The core of the issue revolves around Anthropic's Claude Code and its subscription model. Claude Code is a tool that allows users to interact with Anthropic's AI models. While the Claude Code application itself is free, users pay for a subscription to access the underlying AI models through specific endpoints. Anthropic's terms of service explicitly state that these subscription-based OAuth tokens are "intended exclusively for Claude Code and Claude.AI" and that "using OAuth tokens that are obtained through those methods and through those accounts in any other product, tool, or service... is not permitted and constitutes a violation of the consumer terms of service."
This policy prevents users from using their paid Claude Code subscriptions with alternative interfaces or "harnesses" like Open Code, VS Code, or OpenClaw, even if users prefer these other interfaces. The speaker argues that users are primarily paying for the usage of the AI models, not for the Claude Code interface itself, which is free. By restricting where users can access the models with their subscription, Anthropic aims to lock users into its ecosystem and prevent competition from other developers who might offer better user experiences.
The speaker emphasizes the hypocrisy by contrasting Anthropic's actions with its recent enforcement against Open Code. Just a week and a half prior, Open Code was forced to remove a plugin that allowed users to access Claude Code's subscription endpoint through its own interface. This was a direct request from Anthropic, citing a violation of their terms. The speaker points out that Anthropic's new iMessage plugin is doing the exact same thing—accessing a service (iMessage) through an unauthorized interface, which is against Apple's terms of service.

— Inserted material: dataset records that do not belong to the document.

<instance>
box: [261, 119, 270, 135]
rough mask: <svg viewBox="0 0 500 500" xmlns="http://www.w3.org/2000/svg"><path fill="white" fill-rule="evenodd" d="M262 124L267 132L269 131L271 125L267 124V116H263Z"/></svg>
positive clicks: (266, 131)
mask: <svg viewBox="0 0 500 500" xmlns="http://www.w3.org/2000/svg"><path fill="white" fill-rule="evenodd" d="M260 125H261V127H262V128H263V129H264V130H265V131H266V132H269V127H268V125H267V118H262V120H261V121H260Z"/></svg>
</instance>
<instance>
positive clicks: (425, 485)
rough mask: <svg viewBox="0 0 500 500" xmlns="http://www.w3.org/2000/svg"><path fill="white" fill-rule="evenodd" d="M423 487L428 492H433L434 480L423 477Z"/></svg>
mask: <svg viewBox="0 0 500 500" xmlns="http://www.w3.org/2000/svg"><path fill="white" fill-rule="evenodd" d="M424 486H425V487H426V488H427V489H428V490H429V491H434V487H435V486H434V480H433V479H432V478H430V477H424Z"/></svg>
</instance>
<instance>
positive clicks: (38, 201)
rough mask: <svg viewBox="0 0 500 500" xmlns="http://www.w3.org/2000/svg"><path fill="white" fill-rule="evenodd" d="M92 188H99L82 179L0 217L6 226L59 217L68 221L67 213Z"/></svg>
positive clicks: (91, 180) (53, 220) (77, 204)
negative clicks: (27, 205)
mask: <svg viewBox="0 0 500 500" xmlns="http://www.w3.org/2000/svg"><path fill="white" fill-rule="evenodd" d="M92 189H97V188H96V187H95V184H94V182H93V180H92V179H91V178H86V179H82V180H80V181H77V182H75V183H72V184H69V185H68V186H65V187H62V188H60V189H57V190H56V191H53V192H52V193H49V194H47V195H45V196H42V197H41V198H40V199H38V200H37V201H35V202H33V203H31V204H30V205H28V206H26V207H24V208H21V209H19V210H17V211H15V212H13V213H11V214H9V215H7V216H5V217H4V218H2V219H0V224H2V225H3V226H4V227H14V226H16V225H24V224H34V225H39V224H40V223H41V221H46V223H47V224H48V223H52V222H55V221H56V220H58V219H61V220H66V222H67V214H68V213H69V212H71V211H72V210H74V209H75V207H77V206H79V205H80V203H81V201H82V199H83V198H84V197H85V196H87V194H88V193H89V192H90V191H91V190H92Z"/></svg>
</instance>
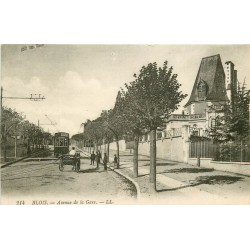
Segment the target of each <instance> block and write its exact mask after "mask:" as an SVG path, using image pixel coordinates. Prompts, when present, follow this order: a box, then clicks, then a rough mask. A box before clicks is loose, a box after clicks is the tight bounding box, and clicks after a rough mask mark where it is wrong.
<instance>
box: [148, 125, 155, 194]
mask: <svg viewBox="0 0 250 250" xmlns="http://www.w3.org/2000/svg"><path fill="white" fill-rule="evenodd" d="M149 182H150V183H151V184H152V187H153V189H154V190H156V130H155V129H153V130H151V131H150V174H149Z"/></svg>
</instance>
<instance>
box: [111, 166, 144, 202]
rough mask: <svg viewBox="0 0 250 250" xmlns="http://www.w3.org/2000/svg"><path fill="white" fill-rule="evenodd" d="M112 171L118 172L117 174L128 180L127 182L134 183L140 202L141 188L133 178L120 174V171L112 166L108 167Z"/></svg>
mask: <svg viewBox="0 0 250 250" xmlns="http://www.w3.org/2000/svg"><path fill="white" fill-rule="evenodd" d="M108 167H109V168H110V169H111V170H113V171H114V172H116V173H117V174H119V175H121V176H123V177H124V178H126V179H127V180H129V181H130V182H132V183H133V185H134V186H135V188H136V198H137V200H140V198H141V190H140V186H139V184H138V183H137V182H135V181H134V180H133V179H132V178H130V177H129V176H127V175H125V174H123V173H122V172H120V171H119V170H118V169H115V168H113V167H111V166H108Z"/></svg>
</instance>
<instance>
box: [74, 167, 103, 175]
mask: <svg viewBox="0 0 250 250" xmlns="http://www.w3.org/2000/svg"><path fill="white" fill-rule="evenodd" d="M101 172H106V170H101V169H96V168H89V169H84V170H82V169H81V170H79V172H78V173H79V174H84V173H101Z"/></svg>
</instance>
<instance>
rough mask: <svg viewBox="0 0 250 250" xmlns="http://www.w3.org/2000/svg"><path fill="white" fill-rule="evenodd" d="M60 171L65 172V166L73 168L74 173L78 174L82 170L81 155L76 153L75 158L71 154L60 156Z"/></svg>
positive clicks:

Apple's terms of service for iMessage are very clear: iMessage is "intended for communicating with family and friends and is not for conducting commercial activities or disseminating unwanted messages." Furthermore, users agree not to "copy, decompile, reverse engineer, disassemble, attempt to derive source code of decrypt, modify or create derivative works of the Apple software or any services provided by the Apple software or any part thereof." The iMessage plugin for Claude Code would necessarily involve reverse engineering and unauthorized access to Apple's servers, directly violating these terms.
The speaker draws a parallel between Anthropic's desire to control access to its AI models and Apple's control over iMessage. Both companies want users to interact with their services through their designated applications. However, the speaker notes a crucial distinction: Anthropic is actively punishing others for doing what it is now promoting for its own product. This makes Anthropic "hypocritical bastards."
The speaker also highlights the difficulty faced by developers like Matt PCO, who have been trying for weeks to get clear guidance from Anthropic on whether they can build open-source wrappers for Claude Code that allow users to utilize their existing subscriptions. Anthropic's vague and non-committal responses are seen as an intentional strategy to maintain arbitrary control and kick out users or developers as they see fit.
The speaker argues that while companies have the right to build products as they see fit and set terms of service, the hypocrisy of Anthropic's actions is egregious. The company is actively promoting a product that violates another company's terms of service (Apple's) while simultaneously sending legal threats to developers who attempt to use Anthropic's own services in ways Anthropic disapproves of, despite those uses often being more reasonable for users.
In conclusion, the speaker expresses outrage at Anthropic's "absurd level of hypocrisy." They suggest that Anthropic's actions are more restrictive and anti-user than even Apple's, which is a company often criticized for its "walled garden" approach. The speaker hopes that Apple will take action against Anthropic for violating its terms, seeing it as a deserved consequence for Anthropic's hypocritical behavior. The speaker encourages users to support companies that are more transparent and user-friendly, such as OpenAI, GitHub, and Kilo, which allow users to utilize their subscriptions and models across various interfaces and tools, unlike Anthropic.